Introduction
As the cost of living continues to climb across the United Kingdom, many households find themselves struggling to maintain even the most basic standards of financial independence.
With impending tax rises on the horizon, the pressure on those already living near the edge is set to intensify, pushing even greater numbers below the threshold of self-sufficiency.
This is not a temporary crisis, but a symptom of a deeper, systemic failure—a collapsing economic model that now survives only by extracting more from those who can afford it least.
The money-centric economic system that we have – The “Moneyocracy” – perpetuates itself by shifting the burden onto workers and taxpayers, while the promise of prosperity grows ever more distant for the majority.

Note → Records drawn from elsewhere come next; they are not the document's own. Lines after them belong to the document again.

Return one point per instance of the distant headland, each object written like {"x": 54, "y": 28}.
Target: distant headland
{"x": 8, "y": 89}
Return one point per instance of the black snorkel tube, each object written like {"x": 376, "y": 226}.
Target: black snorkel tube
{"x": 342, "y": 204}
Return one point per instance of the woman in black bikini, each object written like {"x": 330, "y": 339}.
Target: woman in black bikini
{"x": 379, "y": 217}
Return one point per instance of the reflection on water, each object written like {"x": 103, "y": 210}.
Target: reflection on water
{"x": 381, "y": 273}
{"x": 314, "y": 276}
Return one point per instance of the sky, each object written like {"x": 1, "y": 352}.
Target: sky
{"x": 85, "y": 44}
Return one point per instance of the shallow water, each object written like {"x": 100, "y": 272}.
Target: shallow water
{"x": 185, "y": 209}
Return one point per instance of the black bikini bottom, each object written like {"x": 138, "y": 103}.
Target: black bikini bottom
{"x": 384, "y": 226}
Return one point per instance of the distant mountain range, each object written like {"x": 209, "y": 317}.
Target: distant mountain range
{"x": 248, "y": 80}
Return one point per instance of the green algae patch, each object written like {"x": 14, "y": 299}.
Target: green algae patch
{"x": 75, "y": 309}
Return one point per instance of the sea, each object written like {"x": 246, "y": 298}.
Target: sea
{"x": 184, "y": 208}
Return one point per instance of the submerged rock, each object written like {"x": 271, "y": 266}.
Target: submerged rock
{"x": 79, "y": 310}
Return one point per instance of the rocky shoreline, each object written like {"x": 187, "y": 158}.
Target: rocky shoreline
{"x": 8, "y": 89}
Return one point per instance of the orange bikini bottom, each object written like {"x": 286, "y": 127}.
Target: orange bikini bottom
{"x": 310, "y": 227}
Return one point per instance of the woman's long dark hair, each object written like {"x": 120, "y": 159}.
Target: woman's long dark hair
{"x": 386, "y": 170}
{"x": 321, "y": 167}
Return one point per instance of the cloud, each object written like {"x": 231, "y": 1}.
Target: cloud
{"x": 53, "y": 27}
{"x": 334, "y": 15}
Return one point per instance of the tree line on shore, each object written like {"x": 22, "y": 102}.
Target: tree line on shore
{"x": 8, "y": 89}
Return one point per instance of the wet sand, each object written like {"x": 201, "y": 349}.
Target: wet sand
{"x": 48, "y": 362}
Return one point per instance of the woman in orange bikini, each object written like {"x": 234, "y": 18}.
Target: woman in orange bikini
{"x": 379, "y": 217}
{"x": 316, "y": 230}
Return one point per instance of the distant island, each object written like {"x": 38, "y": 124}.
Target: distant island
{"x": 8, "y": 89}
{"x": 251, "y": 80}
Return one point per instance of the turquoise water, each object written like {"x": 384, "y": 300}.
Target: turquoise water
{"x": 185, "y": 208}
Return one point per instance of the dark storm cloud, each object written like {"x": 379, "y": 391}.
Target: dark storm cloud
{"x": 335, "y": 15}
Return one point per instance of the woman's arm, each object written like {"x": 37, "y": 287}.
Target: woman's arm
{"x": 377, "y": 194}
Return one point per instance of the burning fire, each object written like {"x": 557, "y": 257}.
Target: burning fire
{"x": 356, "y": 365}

Against this backdrop, it is essential to confront a fundamental question – one that exposes the uncomfortable realities at the heart of our economy.
A Question:
Do you believe the minimum wage is enough for a full-time worker to live on – and if so, why?
The answer to this question, which varies depending on one’s relationship with the minimum wage, reveals uncomfortable truths about the foundations of our economy and the way work is valued in this country.
What is not surprising is that those who already have financial security often agree in principle that low-paid workers should earn more. Yet when confronted with the implications of paying every worker enough to live independently, many recoil. Why? Because such a change would disrupt their own relationship with the economy.
The Minimum Wage Reality
Let us be clear: the national minimum wage in the UK is not enough for anyone working a full-time 40-hour week to live independently—free from reliance on benefits, charity, or debt.
The widespread acceptance of this wage stems from government and establishment narratives.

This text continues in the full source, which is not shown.